Python - What are the major improvement of Pandas over Numpy/Scipy


Pandas is not particularly revolutionary and does use the NumPy and SciPy ecosystem to accomplish it's goals along with some key Cython code. It can be seen as a simpler API to the functionality with the addition of key utilities like joins and simpler group-by capability that are particularly useful for people with Table-like data or time-series. But, while not revolutionary, Pandas does have key benefits.

For a while I had also perceived Pandas as just utilities on top of NumPy for those who liked the DataFrame interface. However, I now see Pandas as providing these key features (this is not comprehensive):

  1. Array of Structures (independent-storage of disparate types instead of the contiguous storage of structured arrays in NumPy) --- this will allow faster processing in many cases.
  2. Simpler interfaces to common operations (file-loading, plotting, selection, and joining / aligning data) make it easy to do a lot of work in little code.
  3. Index arrays which mean that operations are always aligned instead of having to keep track of alignment yourself.
  4. Split-Apply-Combine is a powerful way of thinking about and implementing data-processing

However, there are downsides to Pandas:

  1. Pandas is basically a user-interface library and not particularly suited for writing library code. The "automatic" features can lull you into repeatedly using them even when you don't need to and slowing down code that gets called over and over again.
  2. Pandas typically takes up more memory as it is generous with the creation of object arrays to solve otherwise sticky problems of things like string handling.
  3. If your use-case is outside the realm of what Pandas was designed to do, it gets clunky quickly. But, within the realms of what it was designed to do, Pandas is powerful and easy to use for quick data analysis.

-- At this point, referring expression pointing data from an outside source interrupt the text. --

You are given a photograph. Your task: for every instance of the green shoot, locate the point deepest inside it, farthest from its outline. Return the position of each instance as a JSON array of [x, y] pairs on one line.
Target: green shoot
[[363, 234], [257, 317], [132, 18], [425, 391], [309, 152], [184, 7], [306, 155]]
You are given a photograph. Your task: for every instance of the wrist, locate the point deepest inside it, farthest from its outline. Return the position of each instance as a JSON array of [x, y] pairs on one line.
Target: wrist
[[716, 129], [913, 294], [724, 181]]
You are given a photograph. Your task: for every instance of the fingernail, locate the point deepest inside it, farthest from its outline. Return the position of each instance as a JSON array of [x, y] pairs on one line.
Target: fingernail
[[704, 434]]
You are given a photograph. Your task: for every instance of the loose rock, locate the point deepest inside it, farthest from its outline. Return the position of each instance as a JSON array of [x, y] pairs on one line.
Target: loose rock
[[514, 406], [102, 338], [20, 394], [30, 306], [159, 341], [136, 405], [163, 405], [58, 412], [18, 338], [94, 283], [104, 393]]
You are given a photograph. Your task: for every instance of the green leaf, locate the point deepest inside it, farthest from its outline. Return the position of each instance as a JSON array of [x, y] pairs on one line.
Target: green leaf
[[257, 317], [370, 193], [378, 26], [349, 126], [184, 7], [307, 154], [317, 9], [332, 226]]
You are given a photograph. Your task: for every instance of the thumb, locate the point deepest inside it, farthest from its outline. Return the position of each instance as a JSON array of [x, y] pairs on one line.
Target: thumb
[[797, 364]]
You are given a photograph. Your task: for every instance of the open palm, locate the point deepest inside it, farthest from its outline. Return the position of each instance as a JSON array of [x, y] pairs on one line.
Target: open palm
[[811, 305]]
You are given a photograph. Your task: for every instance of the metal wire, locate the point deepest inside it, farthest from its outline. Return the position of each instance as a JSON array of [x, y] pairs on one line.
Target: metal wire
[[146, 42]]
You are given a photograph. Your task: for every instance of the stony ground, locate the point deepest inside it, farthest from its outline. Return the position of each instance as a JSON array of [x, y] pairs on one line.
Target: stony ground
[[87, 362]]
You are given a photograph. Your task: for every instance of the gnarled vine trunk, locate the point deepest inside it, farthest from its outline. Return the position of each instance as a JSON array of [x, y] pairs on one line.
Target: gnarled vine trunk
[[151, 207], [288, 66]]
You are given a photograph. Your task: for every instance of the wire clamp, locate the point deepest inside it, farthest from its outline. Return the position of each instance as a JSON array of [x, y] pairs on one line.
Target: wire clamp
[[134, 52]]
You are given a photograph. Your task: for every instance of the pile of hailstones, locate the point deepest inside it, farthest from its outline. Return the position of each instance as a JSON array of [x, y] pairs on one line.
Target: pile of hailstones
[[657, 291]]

I feel like characterising Pandas as "improving on" Numpy/SciPy misses much of the point. Numpy/Scipy are quite focussed on efficient numeric calculation and solving numeric problems of the sort that scientists and engineers often solve. If your problem starts out with formulae and involves numerical solution from there, you're probably good with those two.

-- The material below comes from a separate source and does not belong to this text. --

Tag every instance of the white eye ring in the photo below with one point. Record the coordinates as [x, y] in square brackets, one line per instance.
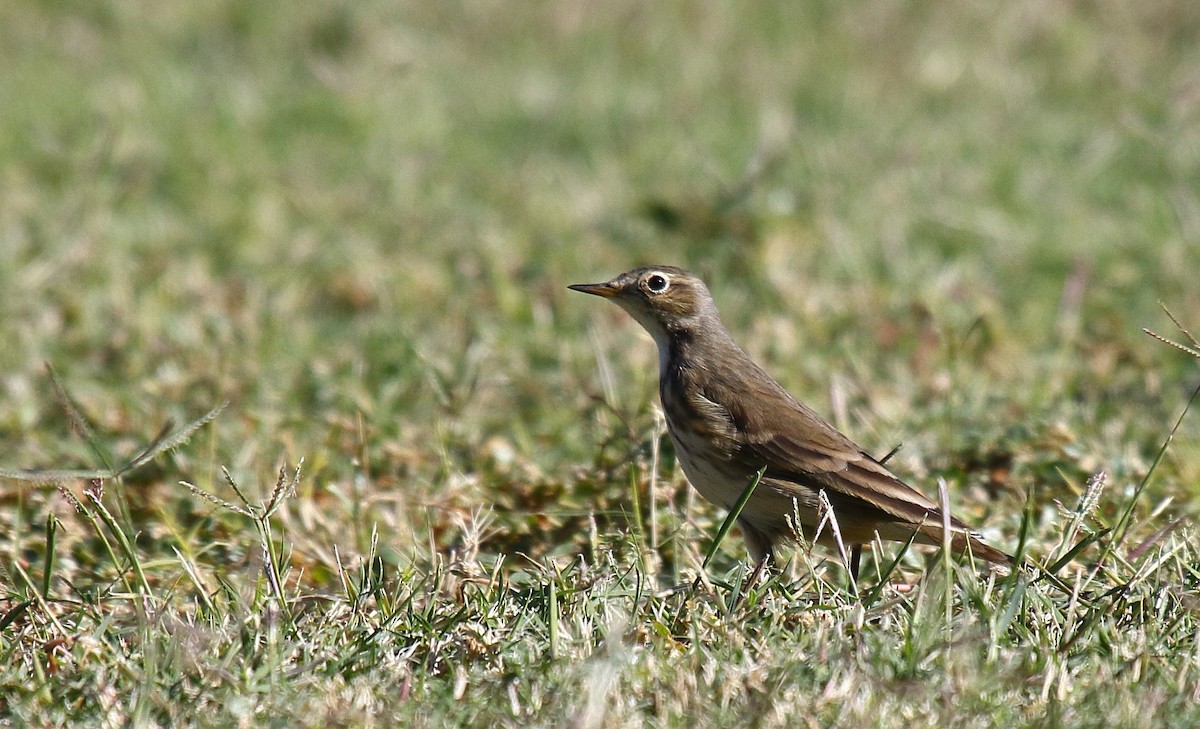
[657, 283]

Pandas is much more aligned with problems that start with data stored in files or databases and which contain strings as well as numbers. Consider the problem of reading data from a database query. In Pandas, you can read_sql_query directly and have a usable version of the data in one line. There is no equivalent functionality in Numpy/SciPy.

For data featuring strings or discrete rather than continuous data, there is no equivalent to the groupby capability, or the database-like joining of tables on matching values.

For time series, there is the massive benefit of handling time series data using a datetime index, which allows you to resample smoothly to different intervals, fill in values and plot your series incredibly easily.

Since many of my problems start their lives in spreadsheets, I am also very grateful for the relatively transparent handling of Excel files in both .xls and .xlsx formats with a uniform interface.

There is also a greater ecosystem, with packages like seaborn enabling more fluent statistical analysis and model fitting than is possible with the base numpy/scipy stuff.


A main point is that it introduces new data structures like dataframes, panels etc. and has good interfaces to other structure and libs. So in generally its more an great extension to the python ecosystem than an improvement over other libs. For me its a great tool among others like numpy, bcolz. Often i use it to reshape my data, get an overview before starting to do data mining etc.